Normalization of Unicode strings
Your application should treat as equal those characters that are functionally and visually equivalent but have different code point representations. This behavior is important when you search, sort, or compare Unicode strings. To accomplish this goal, you might need to normalize the strings. However, normalization can degrade performance.
Unicode strings can be canonically equivalent or compatibly equivalent. If they are canonically equivalent, they are also compatibly equivalent.
Canonically equivalent characters are those characters that are equivalent both functionally and visually, but might have different code point representations. To users, these characters are indistinguishable in that they are displayed identically. For example, the character ü is canonically equivalent to the sequence u and ¨.
Compatibly equivalent characters are characters with plain text that is equivalent, regardless of the semantic meaning. These characters might also have different code point representations. For example, superscript and subscript numerals are compatibly equivalent to their decimal-digit counterparts.
The process of normalization of Unicode strings produces a unique code point sequence for all sequences that are equivalent, either canonically or compatibly.
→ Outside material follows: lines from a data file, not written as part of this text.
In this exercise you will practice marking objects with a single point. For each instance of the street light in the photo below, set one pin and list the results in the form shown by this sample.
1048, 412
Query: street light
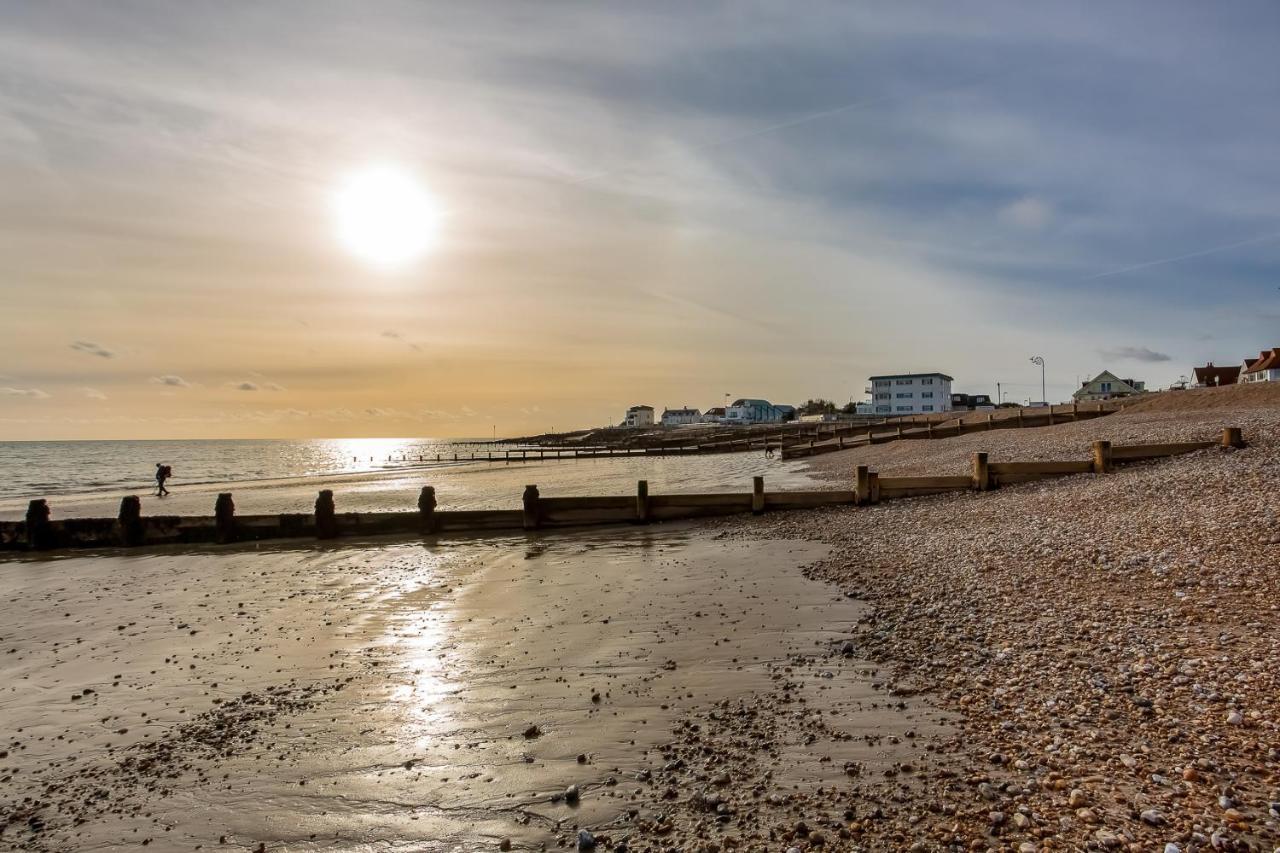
1040, 360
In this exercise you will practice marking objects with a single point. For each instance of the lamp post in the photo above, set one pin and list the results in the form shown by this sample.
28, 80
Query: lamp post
1040, 360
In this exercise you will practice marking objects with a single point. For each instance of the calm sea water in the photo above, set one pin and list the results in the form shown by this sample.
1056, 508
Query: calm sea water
366, 474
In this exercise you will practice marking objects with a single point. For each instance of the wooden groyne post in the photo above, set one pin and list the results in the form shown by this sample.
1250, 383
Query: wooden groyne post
327, 518
426, 509
131, 521
530, 502
981, 471
1101, 457
224, 519
40, 536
Therefore, all canonically equivalent characters have the same binary representation. You can normalize a Unicode string into one of the following normalized forms that are defined by the Unicode Standard:
- Normalization Form Canonical Decomposition (NFD)
- Characters are decomposed by canonical equivalence.
- Normalization Form Canonical Composition (NFC)
- Characters are decomposed and then recomposed by canonical equivalence.
- Normalization Form Compatibly Decomposition (NFKD)
- Characters are decomposed by compatibly equivalence.
- Normalization Form Compatibly Composition (NFKC)
- Characters are decomposed by compatibly equivalence and then recomposed by canonical equivalence.
To normalize Unicode strings, use the NORMALIZE_STRING built-in function.